By David Howell
COFFEEVILLE – A family involved in the legal wrangling stemming from a county road dispute is asking a Chancery Court in Yalobusha County to determine access to public road, a property line, monetary damages and other relief.
David M. LaGasse, Richard A. LaGasse, and Michelle LaGasse Shipman filed a lawsuit Friday in Yalobusha Chancery Court against Fletcher Fly.
The property in question is not County Road 161, whose ownership will be settled in federal court after Fly sued Yalobusha County, but a short section of a driveway accessing the LaGasse property, off of County Road 161, crosses Fly’s property.

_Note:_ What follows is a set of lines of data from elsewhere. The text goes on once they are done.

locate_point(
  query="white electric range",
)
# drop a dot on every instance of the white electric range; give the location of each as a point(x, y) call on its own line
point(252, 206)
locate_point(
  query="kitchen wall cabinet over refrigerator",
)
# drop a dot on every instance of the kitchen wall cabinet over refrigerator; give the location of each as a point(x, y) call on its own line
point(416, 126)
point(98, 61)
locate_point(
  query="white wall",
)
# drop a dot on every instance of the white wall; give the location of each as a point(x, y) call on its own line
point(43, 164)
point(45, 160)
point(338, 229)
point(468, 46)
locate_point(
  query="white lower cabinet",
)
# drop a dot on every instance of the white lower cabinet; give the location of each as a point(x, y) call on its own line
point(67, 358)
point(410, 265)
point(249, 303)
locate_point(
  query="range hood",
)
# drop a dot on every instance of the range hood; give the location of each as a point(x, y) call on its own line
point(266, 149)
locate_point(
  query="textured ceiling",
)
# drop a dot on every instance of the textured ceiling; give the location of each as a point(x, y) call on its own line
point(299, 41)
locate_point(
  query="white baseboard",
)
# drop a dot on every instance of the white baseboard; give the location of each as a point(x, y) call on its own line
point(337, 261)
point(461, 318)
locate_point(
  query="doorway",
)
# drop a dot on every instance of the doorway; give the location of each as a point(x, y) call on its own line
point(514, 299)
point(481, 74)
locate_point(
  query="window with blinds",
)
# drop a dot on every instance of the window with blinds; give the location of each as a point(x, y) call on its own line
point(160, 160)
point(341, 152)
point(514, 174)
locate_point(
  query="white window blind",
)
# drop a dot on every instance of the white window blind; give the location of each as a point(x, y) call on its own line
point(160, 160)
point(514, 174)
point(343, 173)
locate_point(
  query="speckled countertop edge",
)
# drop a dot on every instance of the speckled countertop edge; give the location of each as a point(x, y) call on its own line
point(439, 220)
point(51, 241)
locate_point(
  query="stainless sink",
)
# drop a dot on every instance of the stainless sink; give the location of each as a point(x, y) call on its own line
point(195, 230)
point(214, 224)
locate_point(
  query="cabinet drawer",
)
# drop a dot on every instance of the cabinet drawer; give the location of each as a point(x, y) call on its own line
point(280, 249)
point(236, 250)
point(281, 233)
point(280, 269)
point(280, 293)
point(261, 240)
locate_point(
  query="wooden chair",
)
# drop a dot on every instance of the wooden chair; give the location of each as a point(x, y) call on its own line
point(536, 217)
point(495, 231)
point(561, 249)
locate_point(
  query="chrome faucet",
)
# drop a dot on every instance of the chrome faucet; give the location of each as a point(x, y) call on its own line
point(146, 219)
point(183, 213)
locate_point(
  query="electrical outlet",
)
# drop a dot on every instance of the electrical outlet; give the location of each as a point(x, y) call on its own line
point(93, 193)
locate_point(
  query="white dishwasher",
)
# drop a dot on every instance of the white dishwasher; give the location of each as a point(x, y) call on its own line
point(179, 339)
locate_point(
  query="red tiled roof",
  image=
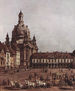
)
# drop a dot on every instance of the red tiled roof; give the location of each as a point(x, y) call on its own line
point(52, 55)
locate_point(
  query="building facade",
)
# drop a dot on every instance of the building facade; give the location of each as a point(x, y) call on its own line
point(21, 40)
point(22, 51)
point(52, 60)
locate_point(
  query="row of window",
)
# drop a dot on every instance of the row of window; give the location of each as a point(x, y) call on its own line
point(52, 60)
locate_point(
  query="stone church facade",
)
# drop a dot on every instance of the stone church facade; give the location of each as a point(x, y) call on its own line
point(21, 43)
point(22, 51)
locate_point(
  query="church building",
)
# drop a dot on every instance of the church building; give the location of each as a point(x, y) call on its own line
point(21, 43)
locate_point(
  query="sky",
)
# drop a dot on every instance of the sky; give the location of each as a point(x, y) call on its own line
point(51, 21)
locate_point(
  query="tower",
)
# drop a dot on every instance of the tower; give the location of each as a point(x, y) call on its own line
point(7, 40)
point(34, 40)
point(20, 18)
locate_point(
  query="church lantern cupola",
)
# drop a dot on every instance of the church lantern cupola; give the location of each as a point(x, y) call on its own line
point(7, 40)
point(20, 16)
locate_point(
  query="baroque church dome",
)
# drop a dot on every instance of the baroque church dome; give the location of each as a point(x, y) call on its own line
point(20, 30)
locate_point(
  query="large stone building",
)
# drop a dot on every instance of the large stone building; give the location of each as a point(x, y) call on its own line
point(21, 51)
point(53, 60)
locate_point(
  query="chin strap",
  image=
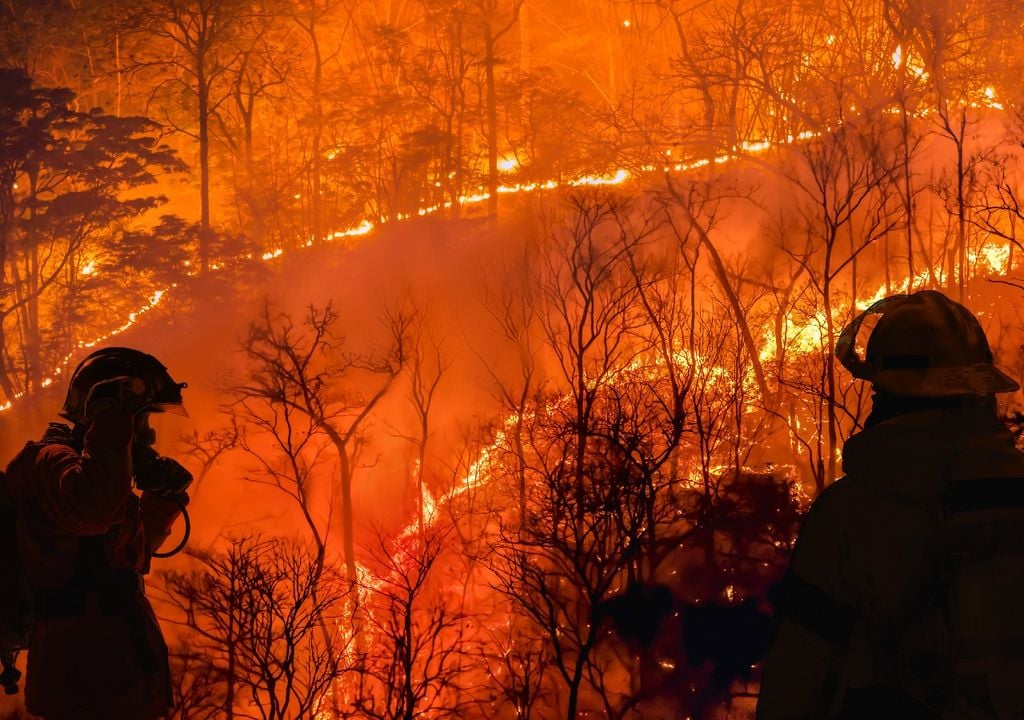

The lawsuit, which tells one side of the story, reports the LaGasses have used the road for over 30 years and have established an easement by continous usage across the portion of the land Fly claims to own linking the LaGasse property to the County Road 161. Grenada Attorney Jay Gore is presenting the LaGasse family in the case. Gore also serves as Grenada County’s Board Attorney.
The suit also alleges that Fly has attempted to block the LaGasses from accessing their property by placing obstacles in the driveway at various times, such as a large gate chained and locked, logs, and a mound of dirt. Boundary and survey markers have also been moved and destroyed, the LaGasses allege in the lawsuit.
The LaGasses are asking for a permanent mandatory injunction commanding Fly to cease from interfering with the use of their property, a monetary judgment against Fly for all survey costs and damages incurred while defending their property, an easement across Fly’s property to County Road 161 and for the Court to determine the proper boundaries of the common boundary between the two landowners.
County Road 161
The family’s lawsuit comes after Fly filed a federal lawsuit against the county in January. Fly is asking for compensation for the county’s use of the road and for his road back.
He is contesting the 2000 decision which established a Road Registry to comply with a then-new law which purported to list all public roads in the county. The Road Registry adoption came in 2000 after a lengthy process.
Fly’s lawsuit also maintains that although the road had been a county road, it was not maintained for 20 years and the actual course of the road bed has changed.
Yalobusha County Board Attorney John Crow is defending the county in the lawsuit. Part of the county’s defense, as reported in a federal document filed by Crow in February, maintains the federal court does not have jurisdiction to hear the case and the statute of limitations have run out.
A March 16, 2009 court date has been set.